The company said the drop in revenue was mainly driven by lower crude oil prices, partially offset by higher crude oil sales volumes.
Aramco also attributed the decrease in other income related to sales to lower price equalisation compensation. This mainly reflects higher regulated prices, lower reference equalisation prices, and reduced volumes of crude oil and refined products sold at regulated prices.
For the full year 2025, Aramco reported net income of $93.38bn, a 12.1% drop from $106.24bn in full year 2024.
Adjusted net income for full year 2025 came in at $104.65bn, down 5.1% from $110.29bn in 2024.
Revenue and other income related to sales was $445.65bn for 2025, a 7.2% decline from $480.45bn in 2024.
Operating income for 2025 was $188.49bn, an 8.7% drop from $206.57bn in 2024. Capex totalled $50.78bn in 2025, edging 0.8% higher than $50.37bn in 2024.
Free cash flow increased marginally by 0.1% to $85.42bn in 2025 from $85.33bn in 2024.
Alongside the results, the company revealed plans to raise sales gas production capacity by around 80% by 2030 versus 2021 levels, with production starting at Jafurah gas field and operations commencing at the Tanajib Gas Plant.

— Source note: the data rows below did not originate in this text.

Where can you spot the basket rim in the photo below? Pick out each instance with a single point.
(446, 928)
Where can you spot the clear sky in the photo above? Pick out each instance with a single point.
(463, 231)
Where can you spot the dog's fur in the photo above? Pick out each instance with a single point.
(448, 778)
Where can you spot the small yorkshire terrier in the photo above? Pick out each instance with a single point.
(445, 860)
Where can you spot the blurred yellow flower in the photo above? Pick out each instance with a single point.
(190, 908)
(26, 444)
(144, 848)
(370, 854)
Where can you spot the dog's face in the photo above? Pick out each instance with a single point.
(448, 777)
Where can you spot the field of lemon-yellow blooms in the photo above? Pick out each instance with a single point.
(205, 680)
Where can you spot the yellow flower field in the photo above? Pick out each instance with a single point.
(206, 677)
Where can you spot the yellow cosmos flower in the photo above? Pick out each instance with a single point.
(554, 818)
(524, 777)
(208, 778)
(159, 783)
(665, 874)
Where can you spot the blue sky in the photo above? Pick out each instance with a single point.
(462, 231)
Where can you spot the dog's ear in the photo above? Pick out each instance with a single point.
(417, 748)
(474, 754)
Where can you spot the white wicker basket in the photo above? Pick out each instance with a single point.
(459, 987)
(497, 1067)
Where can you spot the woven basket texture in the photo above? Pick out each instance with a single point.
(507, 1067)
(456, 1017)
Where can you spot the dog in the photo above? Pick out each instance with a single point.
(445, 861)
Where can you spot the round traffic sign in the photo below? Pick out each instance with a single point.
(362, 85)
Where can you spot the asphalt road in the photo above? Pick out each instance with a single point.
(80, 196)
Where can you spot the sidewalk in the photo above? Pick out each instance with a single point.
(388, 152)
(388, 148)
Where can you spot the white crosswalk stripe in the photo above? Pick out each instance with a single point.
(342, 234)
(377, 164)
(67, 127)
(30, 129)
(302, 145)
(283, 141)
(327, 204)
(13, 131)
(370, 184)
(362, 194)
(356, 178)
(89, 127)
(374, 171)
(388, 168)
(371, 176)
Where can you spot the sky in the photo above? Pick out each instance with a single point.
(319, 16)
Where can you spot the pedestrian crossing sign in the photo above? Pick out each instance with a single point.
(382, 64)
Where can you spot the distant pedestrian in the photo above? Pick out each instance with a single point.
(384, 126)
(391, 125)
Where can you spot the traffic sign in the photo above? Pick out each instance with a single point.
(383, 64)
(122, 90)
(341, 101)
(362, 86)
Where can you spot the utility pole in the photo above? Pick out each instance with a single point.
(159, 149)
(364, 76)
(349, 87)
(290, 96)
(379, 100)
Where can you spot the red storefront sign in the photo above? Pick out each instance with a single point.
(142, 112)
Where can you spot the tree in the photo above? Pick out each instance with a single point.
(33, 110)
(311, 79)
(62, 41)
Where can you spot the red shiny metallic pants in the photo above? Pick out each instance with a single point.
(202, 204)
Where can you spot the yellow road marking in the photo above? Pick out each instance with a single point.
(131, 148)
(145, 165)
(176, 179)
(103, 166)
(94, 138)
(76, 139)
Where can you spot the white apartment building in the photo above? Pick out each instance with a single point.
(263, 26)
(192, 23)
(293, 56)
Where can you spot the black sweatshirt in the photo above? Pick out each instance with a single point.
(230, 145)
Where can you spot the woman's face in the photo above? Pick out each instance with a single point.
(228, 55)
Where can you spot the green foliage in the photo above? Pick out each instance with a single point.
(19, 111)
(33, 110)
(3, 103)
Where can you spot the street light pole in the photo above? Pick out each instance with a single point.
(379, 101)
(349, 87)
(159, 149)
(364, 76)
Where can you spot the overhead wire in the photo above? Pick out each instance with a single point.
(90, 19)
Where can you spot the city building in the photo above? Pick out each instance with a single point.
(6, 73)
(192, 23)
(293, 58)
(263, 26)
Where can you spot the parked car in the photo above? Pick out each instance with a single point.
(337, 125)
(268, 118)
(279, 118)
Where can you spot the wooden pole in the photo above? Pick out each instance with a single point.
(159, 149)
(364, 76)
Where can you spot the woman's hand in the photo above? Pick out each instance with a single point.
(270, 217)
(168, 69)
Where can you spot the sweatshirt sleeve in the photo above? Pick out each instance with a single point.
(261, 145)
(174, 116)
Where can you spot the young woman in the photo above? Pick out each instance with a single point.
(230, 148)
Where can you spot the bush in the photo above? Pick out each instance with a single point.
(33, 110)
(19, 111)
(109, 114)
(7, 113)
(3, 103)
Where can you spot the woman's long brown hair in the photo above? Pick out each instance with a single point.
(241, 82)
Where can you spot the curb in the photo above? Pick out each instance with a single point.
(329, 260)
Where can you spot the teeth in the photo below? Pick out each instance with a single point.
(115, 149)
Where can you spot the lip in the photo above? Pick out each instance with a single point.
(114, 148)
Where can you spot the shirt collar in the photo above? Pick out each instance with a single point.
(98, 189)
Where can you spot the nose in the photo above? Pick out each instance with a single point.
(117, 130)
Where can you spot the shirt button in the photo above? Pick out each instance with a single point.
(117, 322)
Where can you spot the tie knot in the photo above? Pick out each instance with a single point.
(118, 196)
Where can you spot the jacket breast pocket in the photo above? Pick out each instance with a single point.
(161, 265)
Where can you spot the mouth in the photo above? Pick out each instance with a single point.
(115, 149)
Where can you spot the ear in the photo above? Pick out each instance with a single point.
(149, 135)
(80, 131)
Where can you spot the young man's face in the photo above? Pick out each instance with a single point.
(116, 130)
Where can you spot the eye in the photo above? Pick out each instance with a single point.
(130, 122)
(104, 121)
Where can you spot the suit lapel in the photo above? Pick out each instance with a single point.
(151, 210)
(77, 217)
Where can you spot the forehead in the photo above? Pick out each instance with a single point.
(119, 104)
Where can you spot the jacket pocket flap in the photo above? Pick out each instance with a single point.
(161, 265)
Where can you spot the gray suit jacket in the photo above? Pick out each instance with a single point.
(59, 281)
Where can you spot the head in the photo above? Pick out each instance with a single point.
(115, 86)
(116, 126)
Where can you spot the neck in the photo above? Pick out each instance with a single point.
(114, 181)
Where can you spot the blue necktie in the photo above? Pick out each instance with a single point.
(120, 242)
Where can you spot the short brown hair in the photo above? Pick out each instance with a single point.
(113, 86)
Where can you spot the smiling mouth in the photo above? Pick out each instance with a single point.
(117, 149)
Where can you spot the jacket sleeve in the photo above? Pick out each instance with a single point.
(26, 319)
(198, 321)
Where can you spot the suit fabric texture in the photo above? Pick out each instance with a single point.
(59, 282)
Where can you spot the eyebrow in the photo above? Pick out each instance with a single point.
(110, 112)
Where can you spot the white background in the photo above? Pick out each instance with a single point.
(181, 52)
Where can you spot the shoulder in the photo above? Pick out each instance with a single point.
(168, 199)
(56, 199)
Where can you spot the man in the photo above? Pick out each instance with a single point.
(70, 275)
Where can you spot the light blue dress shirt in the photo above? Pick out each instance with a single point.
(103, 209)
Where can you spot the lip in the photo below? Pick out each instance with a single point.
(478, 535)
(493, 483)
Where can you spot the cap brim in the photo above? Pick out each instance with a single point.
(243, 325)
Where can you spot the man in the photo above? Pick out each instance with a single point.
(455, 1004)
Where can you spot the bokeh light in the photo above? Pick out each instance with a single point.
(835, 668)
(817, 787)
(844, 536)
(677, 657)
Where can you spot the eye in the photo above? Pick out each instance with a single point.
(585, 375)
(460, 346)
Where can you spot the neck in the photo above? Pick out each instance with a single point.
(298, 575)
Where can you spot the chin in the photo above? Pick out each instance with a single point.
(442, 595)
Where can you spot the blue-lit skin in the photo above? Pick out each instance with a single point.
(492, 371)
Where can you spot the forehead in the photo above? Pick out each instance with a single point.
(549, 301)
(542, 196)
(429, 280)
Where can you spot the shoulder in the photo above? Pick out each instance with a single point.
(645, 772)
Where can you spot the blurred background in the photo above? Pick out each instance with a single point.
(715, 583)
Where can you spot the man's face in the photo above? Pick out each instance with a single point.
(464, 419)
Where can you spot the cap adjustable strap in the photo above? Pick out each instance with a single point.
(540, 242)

Operationally, Aramco said the Marjan crude oil increment has been brought onstream and water injection operations have started at the Berri crude oil increment, supporting flexibility to respond to changing market conditions.
It added that its iktva programme reached 70% localisation in procurement, with a 2030 target of 75% aimed at strengthening supply chain resilience.
Aramco president and CEO Amin H. Nasser said: “Aramco delivered robust growth and strong cash flows in 2025, reinforcing confidence in our strategy.
“Our disciplined capital allocation, combined with our lower-cost, adaptable and highly-reliable operations, drove strong financial performance in a year marked by price volatility. This enabled a 3.5% increase to our base dividend, reinforcing our focus on delivering sustainable and progressive shareholder returns.”
In a related development, Aramco warned that a prolonged conflict involving Iran could severely destabilise global oil markets if it continues to interrupt shipping through the Strait of Hormuz, reported Reuters.
The route, which typically carries around one-fifth of the world’s daily oil flows, has seen movements heavily curtailed.
Speaking on an earnings call, Nasser told reporters: “There would be catastrophic consequences for the world’s oil markets and the longer the disruption goes on… the more drastic the consequences for the global economy.”
Nasser added that Aramco is currently not shipping crude from the Gulf because vessels are unable to load there. Even so, he said the company is still fulfilling most customer requirements, in part by drawing on inventories held around the world.